Socialist Labour Party leader Jeremy Corbyn had campaigned to make a new deal with the EU within three months if Labour won. The deal would then go to a nationwide referendum in the next six months, essentially letting voters decide if they’d rather back a revised deal or choose to remain in the EU.
With Labour’s plans out of the picture, and despite Johnson’s ‘Get Brexit Done’ slogan, Darrell Bricker, president of Ipsos, said the path forward for Brexit is still not entirely clear.
“It’s not like Boris Johnson actually campaigned on a clear plan for Brexit,” he said Thursday evening, speaking with Global News from London, England.
“He’s now got the process of negotiating what this is all going to mean over the space of the next several months.”
Brexit was put to a vote in 2016, triggering three years of uncertainty over how the country would exit the 28-state EU, of which it had been a member for decades.
The British public likely doesn’t have a large appetite for more uncertainty, Bricker said.
“What’s clear is that whatever the logjams of parliament were previously, the public has spoken and they’re not going to have much tolerance for not moving ahead speedily, I would say,” he said.
What comes next is the “actual process of negotiating what the deal is going to be.”
“If anybody on the European side, for example, thinks that Mr.
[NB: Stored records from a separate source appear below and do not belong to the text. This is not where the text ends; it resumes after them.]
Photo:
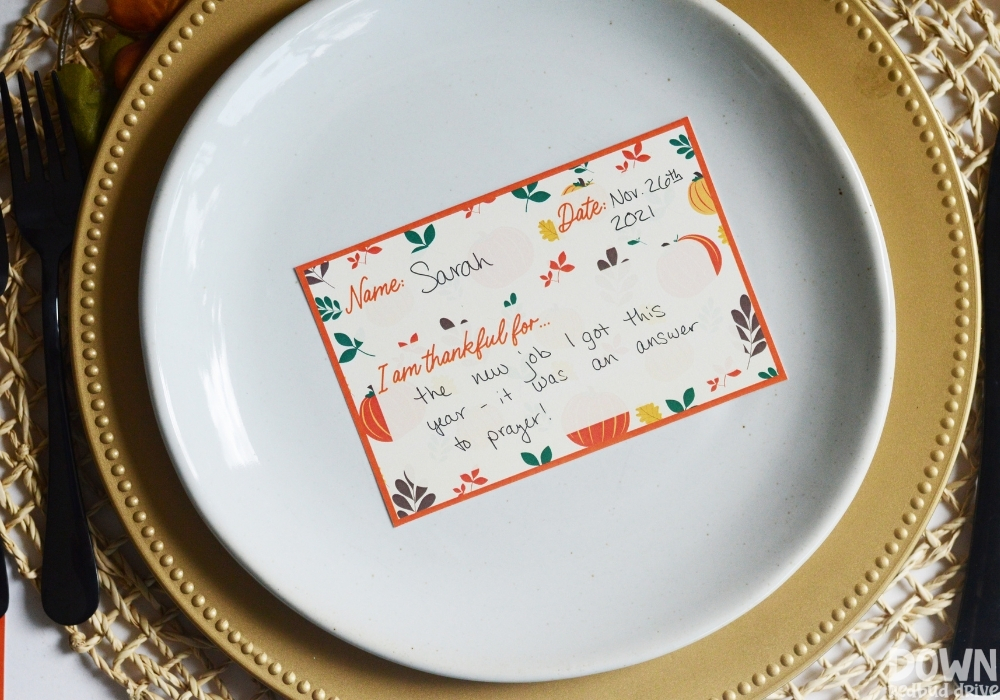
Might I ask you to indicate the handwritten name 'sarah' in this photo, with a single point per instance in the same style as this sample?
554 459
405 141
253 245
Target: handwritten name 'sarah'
453 272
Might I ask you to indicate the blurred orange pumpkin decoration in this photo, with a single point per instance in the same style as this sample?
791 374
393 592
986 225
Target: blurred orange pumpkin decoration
127 59
142 16
600 433
372 419
699 195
Johnson doesn’t have a strong hand, they would be wrong,” Bricker said.
Mel Cappe, a former Canadian high commissioner to the U.K., doesn’t have high hopes for Brexit, which he firmly says “won’t be done for a decade.”
A Tory majority essentially triggers negotiations in 2020 between the U.K. and the EU for a new trade deal, he said.
“That’s going to be total chaos and uncertainty,” he said. “And I would be shocked if they had a deal between now and then.”
Patrick Leblond, a professor at the University of Ottawa and an expert on international relations and economics, says a Tory majority means there likely won’t be a “Brexit reversal.”
“The issue is, and I don’t think it’s being settled, is whether it’s going to be a hard or soft Brexit,” he said.
A hard Brexit would be one in which Britain leaves the EU without a trade deal.
Sure, a majority win means the Conservative Party doesn’t need anyone else’s help, he said. But this snap election hasn’t exactly resolved the issue of the transition deal.
“There’s still a split as far as I can see within the Conservative Party between the hard and soft Brexiters,” Leblond said.
So while the election shows that a majority of British voters want to leave the EU, little else is clear.
“It certainly indicates that … at least there is large support for Brexit,” Leblond said. “And they think that the Conservatives are the best to deliver Brexit.
“But I don’t think there is an agreement on what kind of Brexit people want.”